John Lockhart teaches TE 801/ 803, Professional Roles and Responsibilities, a central class in the internship year for students in the teacher education program. In teaching this course, John is charged with helping his students deal with myriad practical concerns that first-year teachers face, while also challenging them to push themselves harder, question their own assumptions, use theoretical perspectives to interrogate their practice, and critically evaluate the effects of teaching and schooling on all students. Central to John’s practice are the twin beliefs that new teachers learn to teach through dialogue and in contexts in which their personal experiences and practical needs are respected and addressed. John uses a wide array of pedagogical strategies to create an educative context for the interns. He facilitates discussions in which teachers consider broad questions about responsibility, authority, and power in k–12 school systems, challenging one another’s analyses of teaching and schooling.
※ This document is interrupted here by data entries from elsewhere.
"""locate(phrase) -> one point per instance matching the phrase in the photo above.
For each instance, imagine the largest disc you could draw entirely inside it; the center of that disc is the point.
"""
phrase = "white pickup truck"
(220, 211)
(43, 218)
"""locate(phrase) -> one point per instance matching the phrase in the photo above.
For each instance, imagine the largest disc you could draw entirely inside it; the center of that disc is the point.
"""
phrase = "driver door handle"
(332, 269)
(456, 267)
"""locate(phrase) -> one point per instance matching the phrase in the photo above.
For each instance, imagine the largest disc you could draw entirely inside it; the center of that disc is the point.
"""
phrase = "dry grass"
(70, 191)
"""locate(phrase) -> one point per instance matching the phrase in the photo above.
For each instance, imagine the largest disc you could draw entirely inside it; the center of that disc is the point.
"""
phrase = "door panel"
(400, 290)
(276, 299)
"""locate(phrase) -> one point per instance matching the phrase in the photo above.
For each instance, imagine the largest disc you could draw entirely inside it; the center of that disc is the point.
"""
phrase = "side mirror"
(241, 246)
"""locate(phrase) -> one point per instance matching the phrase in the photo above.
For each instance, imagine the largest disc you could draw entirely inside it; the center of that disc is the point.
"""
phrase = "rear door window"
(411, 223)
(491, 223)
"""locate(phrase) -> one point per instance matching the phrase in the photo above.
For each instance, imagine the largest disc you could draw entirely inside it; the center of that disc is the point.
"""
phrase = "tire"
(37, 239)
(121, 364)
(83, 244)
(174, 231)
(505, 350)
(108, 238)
He carefully chooses readings that will provoke their thinking. He shares stories from his own teaching experiences, and visits their schools to learn about their placements.

In addition, John created an online forum in which new teachers could share stories, swap helpful hints, and find just-in-time help. Throughout this careful teaching work, John has also collected data on his students’ learning and experience, and has initiated a line of his own scholarship concerning learning to teach and the role of teacher education in launching new teachers who are committed to and prepared for the hard work of creating intellectually challenging, personally respectful classrooms in which all children learn. Early in his career as a teacher educator, John has made huge strides in creating curricula and a community that supports new teachers in the early stages of their development while also challenging them to keep growing.

 

Craig Paiement
Department of Kinesiology

Craig Paiement has been an active teacher in courses like Athletic Facility Design and the Psychology of Sport. In his teaching, he has exercised independence and autonomy, proactively redesigning his courses in the light of both student feedback and his own critical reflections of what has worked and not worked. Particularly impressive to the reviewers was Craig’s design and redesign of kin 454, Athletic Facility Planning, Design, and Management. Having taught the class for four years, Craig has taken initiative in a thorough redesign of that class, making it simultaneously more challenging and more relevant to his students. Based on his beliefs that learning requires the active engagement of students’ minds and bodies, Craig designed an elaborate series of assignments to support the evolution of students’ understanding of design. Students walk through facilities, and Craig prompts them to learn to see buildings and spaces in new ways. Students act as contractors and bidders in simulations, learning from the inside out how complicated it is to design good facilities.

Drawing on a wide array of pedagogical tools, Craig has students work in the field and then step back and look critically at what they learned. He has students interview potential clients; he presents relevant mini-lectures; he uses problem-based learning to present them with meaningful, provocative problems of practice. Throughout, Craig balances the need to make students feel that the work they are doing is personally relevant and meaningful, while also challenging them to think harder and write better about what they know. Through his work on this class, Craig has demonstrated his commitment to pushing students to new levels, to constantly searching out new ideas to enhance his teaching, and to create classes that are practically relevant and idea-rich.